The new Photos App is the main highlight of OS X 10.10.3 (build 14D87), along with the usual bug fixes. The new Photos app includes a simple but beautiful design that lets you focus on your photos and videos. Any changes made to the photos and videos are synced quickly to the iCloud Photos Library and reflected on any other iOS devices that are using the same iCloud account. Integration with iOS content is very deep – the app clearly marks slo-mo videos, burst photos, panoramas and time lapse and they show up in the same was as on the iOS device. iCloud Photo sharing is also baked in so content can be shared either publicly online, or with other iCloud users.
RAW file support and editing is also built right in to the Photos app and the files are also backed up to the iCloud library. A space feature in the new Photos app is that you can chose to either store all original photos or videos on your local Mac drive or you can chose to optimise your Mac Storage so originals will only be stored locally if enough storage space is available.
The sections in the Photos app reflect their iOS counterparts: Photos, Shared, Albums. A new Projects section is included in the Mac version, using which users can select their photos and create a book, card, calendar, prints or slideshows. Facial recognition is also included, similar to how it was in iPhoto, but it does not sync with the Photos app on iOS.
Apple provides 5GB free iCloud storage to every ID but more space can be purchased for a very low price: 20 GB: $0.99, 200 GB: $3.99, 500 GB: $9.99 and 1 TB: $19.99. Since photos and videos are all backup up to iCloud, 5GB fills up very quickly so at least 20GB is recommended.
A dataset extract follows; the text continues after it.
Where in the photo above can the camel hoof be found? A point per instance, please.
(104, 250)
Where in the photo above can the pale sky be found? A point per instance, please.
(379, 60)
Interested users can sign up for the public beta by going to Apple’s website ( link below ) and enrolling their Mac. It is important that your Mac is backed up before the beta is installed. An Apple ID is needed to sign up for the public beta. After that, users would need to download the ‘Download Beta Access Utility’ from Apple and enroll their Mac. Once enrolled, the Mac App Store would open up and the beta would show in the updates pane which can then be downloaded and installed.